You Can Learn a Lot in Fifty Years!
Last week marked a milestone for me as I celebrated turning 50 years old. I have to say that it still seems a bit surreal that I am now fifty. And not because I have any pangs of sadness at "being old" or regret about the years that have passed so far. I have to say that when I look back and reflect on what the past fifty years have given me, all that comes to mind is the many life lessons that I am now carrying forward into my next fifty.
A large part of the ease with which I welcomed this birthday comes from the friends and family that I have in my life. When I look around at who I have surrounded myself with, the overwhelming vibe is one of being at peace and feeling comfortable with the people that we have all become. Sure we may feel insecurities or disappointments from time to time but it seems like we all tend to sit on the content side of the spectrum as opposed to the wishing for things to be different side. I actually can't think of anyone in my life who has had a really difficult time accepting the passing of years. We all seem to celebrate them and the changes that naturally come with each new phase of life.

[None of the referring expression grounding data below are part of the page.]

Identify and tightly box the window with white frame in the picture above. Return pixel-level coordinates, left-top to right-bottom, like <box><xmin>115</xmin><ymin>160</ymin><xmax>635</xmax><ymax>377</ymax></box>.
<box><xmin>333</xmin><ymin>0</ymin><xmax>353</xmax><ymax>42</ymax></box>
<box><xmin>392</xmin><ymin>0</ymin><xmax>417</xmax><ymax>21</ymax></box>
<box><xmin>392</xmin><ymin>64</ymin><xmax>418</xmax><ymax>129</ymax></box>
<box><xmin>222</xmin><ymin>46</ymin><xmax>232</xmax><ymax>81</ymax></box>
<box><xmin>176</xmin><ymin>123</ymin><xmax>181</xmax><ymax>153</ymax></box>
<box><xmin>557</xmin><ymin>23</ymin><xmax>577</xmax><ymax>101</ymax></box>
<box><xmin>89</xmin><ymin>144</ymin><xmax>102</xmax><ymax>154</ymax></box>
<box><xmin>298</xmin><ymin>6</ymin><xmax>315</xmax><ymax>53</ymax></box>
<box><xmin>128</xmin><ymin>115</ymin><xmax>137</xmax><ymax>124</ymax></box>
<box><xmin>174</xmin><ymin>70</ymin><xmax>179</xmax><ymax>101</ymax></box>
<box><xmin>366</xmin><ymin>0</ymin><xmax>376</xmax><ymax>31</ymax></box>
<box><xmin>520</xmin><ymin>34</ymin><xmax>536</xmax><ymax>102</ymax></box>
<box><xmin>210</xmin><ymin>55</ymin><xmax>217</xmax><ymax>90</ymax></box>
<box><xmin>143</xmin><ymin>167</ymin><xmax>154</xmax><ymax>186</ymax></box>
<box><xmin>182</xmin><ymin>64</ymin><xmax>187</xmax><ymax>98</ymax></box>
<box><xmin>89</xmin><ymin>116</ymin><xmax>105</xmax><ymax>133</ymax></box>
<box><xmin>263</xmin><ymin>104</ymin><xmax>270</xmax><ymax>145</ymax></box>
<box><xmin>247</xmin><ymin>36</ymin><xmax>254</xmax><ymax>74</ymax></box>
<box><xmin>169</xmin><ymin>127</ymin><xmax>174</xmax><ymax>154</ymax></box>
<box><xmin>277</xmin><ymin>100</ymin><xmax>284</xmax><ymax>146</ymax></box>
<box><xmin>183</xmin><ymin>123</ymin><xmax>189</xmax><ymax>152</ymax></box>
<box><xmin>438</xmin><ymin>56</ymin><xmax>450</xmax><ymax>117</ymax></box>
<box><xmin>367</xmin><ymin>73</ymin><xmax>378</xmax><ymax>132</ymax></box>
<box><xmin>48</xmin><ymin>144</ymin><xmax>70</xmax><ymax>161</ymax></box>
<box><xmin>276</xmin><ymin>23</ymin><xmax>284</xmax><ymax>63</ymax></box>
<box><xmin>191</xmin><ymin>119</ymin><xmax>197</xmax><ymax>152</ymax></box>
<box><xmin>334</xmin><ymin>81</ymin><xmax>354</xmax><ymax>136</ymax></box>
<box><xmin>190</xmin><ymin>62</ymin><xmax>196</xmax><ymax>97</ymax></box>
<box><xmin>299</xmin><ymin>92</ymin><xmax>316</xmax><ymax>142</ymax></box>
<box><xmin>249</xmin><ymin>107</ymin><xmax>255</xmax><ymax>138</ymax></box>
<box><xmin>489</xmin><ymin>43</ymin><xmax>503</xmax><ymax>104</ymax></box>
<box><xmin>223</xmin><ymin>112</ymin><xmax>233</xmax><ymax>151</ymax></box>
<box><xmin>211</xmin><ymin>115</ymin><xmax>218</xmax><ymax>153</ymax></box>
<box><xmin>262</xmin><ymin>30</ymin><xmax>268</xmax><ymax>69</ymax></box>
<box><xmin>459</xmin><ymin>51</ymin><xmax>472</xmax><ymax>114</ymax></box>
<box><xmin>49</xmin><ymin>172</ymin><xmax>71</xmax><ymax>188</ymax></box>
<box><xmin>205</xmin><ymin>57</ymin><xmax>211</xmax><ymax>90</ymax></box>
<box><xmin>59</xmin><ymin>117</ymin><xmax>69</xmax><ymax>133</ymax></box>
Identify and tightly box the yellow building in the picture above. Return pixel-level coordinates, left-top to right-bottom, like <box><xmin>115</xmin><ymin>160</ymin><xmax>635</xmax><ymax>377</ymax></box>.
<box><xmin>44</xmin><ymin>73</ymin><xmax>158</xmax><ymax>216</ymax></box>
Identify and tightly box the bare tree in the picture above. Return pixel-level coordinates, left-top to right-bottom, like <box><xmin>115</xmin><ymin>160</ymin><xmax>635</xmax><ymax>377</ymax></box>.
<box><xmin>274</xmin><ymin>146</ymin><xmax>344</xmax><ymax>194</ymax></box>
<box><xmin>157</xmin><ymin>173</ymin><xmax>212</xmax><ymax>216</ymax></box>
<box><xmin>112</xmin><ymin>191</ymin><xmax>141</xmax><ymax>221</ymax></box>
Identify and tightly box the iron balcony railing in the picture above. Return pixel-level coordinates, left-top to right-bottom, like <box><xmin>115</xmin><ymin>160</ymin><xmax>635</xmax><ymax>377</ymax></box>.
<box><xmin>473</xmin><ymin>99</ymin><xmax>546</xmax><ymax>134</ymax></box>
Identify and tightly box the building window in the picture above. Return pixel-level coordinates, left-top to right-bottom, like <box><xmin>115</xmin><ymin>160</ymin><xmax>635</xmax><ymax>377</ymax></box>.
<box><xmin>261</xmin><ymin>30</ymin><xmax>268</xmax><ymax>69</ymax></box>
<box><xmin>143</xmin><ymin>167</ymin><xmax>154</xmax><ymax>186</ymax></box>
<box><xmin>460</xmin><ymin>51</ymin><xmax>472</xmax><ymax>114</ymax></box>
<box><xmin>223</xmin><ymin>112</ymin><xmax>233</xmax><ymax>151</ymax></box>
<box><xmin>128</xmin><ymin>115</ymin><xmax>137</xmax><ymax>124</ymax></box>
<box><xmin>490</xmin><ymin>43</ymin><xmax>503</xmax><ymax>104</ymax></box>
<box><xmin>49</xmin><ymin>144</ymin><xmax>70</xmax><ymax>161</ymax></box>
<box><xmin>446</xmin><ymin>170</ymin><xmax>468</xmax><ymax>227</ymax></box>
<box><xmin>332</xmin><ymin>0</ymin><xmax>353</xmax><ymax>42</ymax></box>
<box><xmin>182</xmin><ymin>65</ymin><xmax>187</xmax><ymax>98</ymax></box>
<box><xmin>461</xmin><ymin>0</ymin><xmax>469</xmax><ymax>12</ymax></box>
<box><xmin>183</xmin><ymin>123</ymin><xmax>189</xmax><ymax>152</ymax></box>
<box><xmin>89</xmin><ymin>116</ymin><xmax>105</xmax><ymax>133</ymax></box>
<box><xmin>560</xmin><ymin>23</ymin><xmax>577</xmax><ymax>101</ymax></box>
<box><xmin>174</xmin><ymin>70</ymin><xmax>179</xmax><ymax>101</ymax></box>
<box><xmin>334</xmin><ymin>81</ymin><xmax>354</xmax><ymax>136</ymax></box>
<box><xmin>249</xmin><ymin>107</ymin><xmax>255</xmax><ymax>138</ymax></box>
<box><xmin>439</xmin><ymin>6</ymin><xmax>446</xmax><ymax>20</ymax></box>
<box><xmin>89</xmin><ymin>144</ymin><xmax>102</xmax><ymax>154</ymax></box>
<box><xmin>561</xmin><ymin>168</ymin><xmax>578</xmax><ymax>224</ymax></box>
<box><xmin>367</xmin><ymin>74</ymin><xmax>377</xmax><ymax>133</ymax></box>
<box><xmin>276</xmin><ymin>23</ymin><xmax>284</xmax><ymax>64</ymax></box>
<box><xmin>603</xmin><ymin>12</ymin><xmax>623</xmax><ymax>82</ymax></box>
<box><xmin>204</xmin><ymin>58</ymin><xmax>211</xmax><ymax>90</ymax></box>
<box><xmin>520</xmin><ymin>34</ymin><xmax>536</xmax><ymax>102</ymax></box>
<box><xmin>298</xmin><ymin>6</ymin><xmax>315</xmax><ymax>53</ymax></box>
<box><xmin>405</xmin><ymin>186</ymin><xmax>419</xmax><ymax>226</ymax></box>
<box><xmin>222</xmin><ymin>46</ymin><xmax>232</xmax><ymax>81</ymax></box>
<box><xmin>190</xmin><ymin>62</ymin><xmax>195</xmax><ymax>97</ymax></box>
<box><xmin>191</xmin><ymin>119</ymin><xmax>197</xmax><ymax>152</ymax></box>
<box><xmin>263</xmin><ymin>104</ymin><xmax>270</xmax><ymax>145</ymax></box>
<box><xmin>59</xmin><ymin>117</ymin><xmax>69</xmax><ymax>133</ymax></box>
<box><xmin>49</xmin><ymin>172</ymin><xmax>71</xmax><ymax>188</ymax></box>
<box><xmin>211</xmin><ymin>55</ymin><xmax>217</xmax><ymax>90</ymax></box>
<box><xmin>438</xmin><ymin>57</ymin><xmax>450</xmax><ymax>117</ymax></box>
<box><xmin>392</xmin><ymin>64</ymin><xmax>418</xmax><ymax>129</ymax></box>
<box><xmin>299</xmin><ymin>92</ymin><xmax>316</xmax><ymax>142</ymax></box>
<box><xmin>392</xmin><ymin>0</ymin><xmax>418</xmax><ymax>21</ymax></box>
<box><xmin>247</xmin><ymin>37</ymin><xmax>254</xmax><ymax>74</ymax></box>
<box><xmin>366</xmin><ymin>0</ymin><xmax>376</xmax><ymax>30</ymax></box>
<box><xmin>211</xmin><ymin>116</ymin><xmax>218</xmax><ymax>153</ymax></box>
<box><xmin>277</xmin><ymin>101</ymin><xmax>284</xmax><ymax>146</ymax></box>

Another aspect of this transition has been moving from a place of anticipation to certainty. Moving farther from the mindset of worrying about what might be and focusing more on what is right now. A work in progress to be sure, but one that is moving in the right direction. Just being able to navigate change from a place of believing deep down that I DO know what is right for me and even when it might not make sense to others has made the work so worthwhile.
I think that the most important lesson I have learned is the art of letting go. Letting go of the stories that I have had ingrained for so many years, letting go of resentment, letting go of so many negative emotions and energy that have been tied up with those. Feeling the freedom of releasing the things that no longer serve me and moving forward with a sense of new beginnings. Almost like a snake wriggling out of skin that no longer fits, I feel like moving into my fifties and beyond is all about settling into myself. Dropping into my body, my heart and my spirit and allowing my authentic self to shine through the layers. Looking at the years that lie ahead and deciding what I want those to look like and how I can then manifest that vision.
It's with this mindset that I move into and beyond my fifties with a sense of excitement and wonder. I have learned a lot in my first fifty years, and can't even being to imagine what the next fifty or so will bring with them.